Вокруг нас поднялся шум: толпа разглядела наконец, кто мы такие. Люди роились около нас, передавая новость к Афинам и к Скале; таращили глаза на царского сына, разряженного как фигляр... Женщины плакали от жалости, глядя на шрамы - следы скользящих ударов рогом... Такие шрамы были на каждом из нас; и люди думали, что это от плетей. По лицам моих ребят я видел, что они слегка обескуражены: на Крите каждый знал, что эти шрамы - наша гордость, знаки отточенного искусства...
Я вспомнил, как пели мрачные погребальные песни, когда я отплывал из Афин, как рыдали и рвали на себе волосы, как причитали по мне добровольному козлу отпущения... Слишком много было на душе - не высказать, - и всё это прорвалось из меня радостным смехом... Какая-то старушка поцеловала меня...
В Бычьем Дворе голоса моих ребят не замолкали весь день, они и теперь звенели вокруг:
- Смотрите, мы вернулись! Все вернулись!
- Смотрите, вот ваш сын...
- Нет, критяне за нами не гонятся! Миноса больше нет, Дом Секиры пал!
- О! Мы сражались там в великой битве после землетрясения, Тезей убил их принца Минотавра...
- Мы свободны! Не будет больше дани Криту!
Люди смотрели на нас изумленно и тихо переговаривались: новости оглушили их. Мир без Крита - такого не было под солнцем; чтобы обрадоваться, надо суметь в это поверить... Но вот уже юноши вскочили, запели пеан...
Я с улыбкой сказал своим: "Ужинаем дома!", а про себя думал: "Не надо, ребята, не говорите им слишком много. Вы уже сказали всё, что они могут понять..." Но они продолжали щебетать. Мой слух уже настроился на аттический лад, и теперь их говор звучал как птичий гомон:
- Мы Журавли, Журавли! Журавли - лучшая команда Бычьего Двора...
- Целый год на арене - и все живы!.. Это впервые за всю их историю, а ей уже шестьсот лет...
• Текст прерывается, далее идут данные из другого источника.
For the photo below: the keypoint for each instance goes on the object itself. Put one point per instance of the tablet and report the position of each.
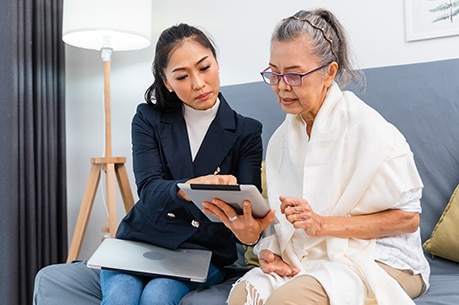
(233, 194)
- Это Тезей сделал. Он тренировал нас...
- Тезей - величайший прыгун, какой только был на Крите во все времена...
- А здесь, в Афинах, вы слышали о Журавлях?.. Должны были!..
Родственники обнимали своих любимых, разглядывали их; отцы целовали мне руки, за то что вернул домой их детей; я что-то кому-то отвечал...
Как мы молились, как мы боролись в Бычьем Дворе, за то чтобы вырваться оттуда! А теперь - как трудно избавиться от него, как трудно отвыкнуть от жизни на остриях рогов, когда каждый твой день - последний, а вера в товарища - сильней любви!.. Осталась свежая рана.
Одна девушка говорила своему жениху, который едва ее узнал:
- Слушай, Рион, я теперь бычья прыгунья!.. Я могу сделать на рогах стойку, правда! Раз я даже перепрыгнула через быка... Посмотри - вот камень, мне его один князь подарил; я выиграла ему пари - вот он и подарил...
Я видел, как лицо его отупело от страха; видел, с каким недоумением встретились их глаза... В Бычьем Дворе не только славу - саму жизнь надо было заработать; я еще жил этим, для меня сухопарые атлеты моей команды были красивы, - но как не похожа была эта резкая поджарая смуглянка на молочно-дебелых афинских дев, как она проигрывала им в глазах этого сукновала!.. Я вспомнил всё, что пришлось пережить Журавлям, и готов был убить этого идиота и забрать ее себе, - но Лабиринт был обращен в пепел и руины, Журавли уже были не мои, моя власть над ними кончилась.
- Найдите мне черного тельца, - сказал я людям, - я должен принести жертву Посейдону, Сотрясателю Земли, в благодарность за возвращение наше. И пошлите гонца к отцу моему.
Бычок подошел смирно и наклонил голову, будто соглашаясь, - добрый знак, который порадовал народ... Даже после удара он почти не бился; но когда падал - глаза его упрекнули меня, как человеческие; это было странно после такой покорности. Я посвятил его богу и пролил на землю его кровь... А залив костер вином, вознес молитву:
- Отец Посейдон, Владыка Быков, мы плясали для тебя в святилище твоем и вложили жизни наши в руку твою. Ты вернул нас домой невредимыми. Будь же и ныне благосклонен к нам и укрепи стены домов наших. Что до меня - я возвращаюсь вновь в твердыню Эрехтея, дай же мне силы удержать ее. Благослови дом отца моего. И да будет так, по молитве нашей.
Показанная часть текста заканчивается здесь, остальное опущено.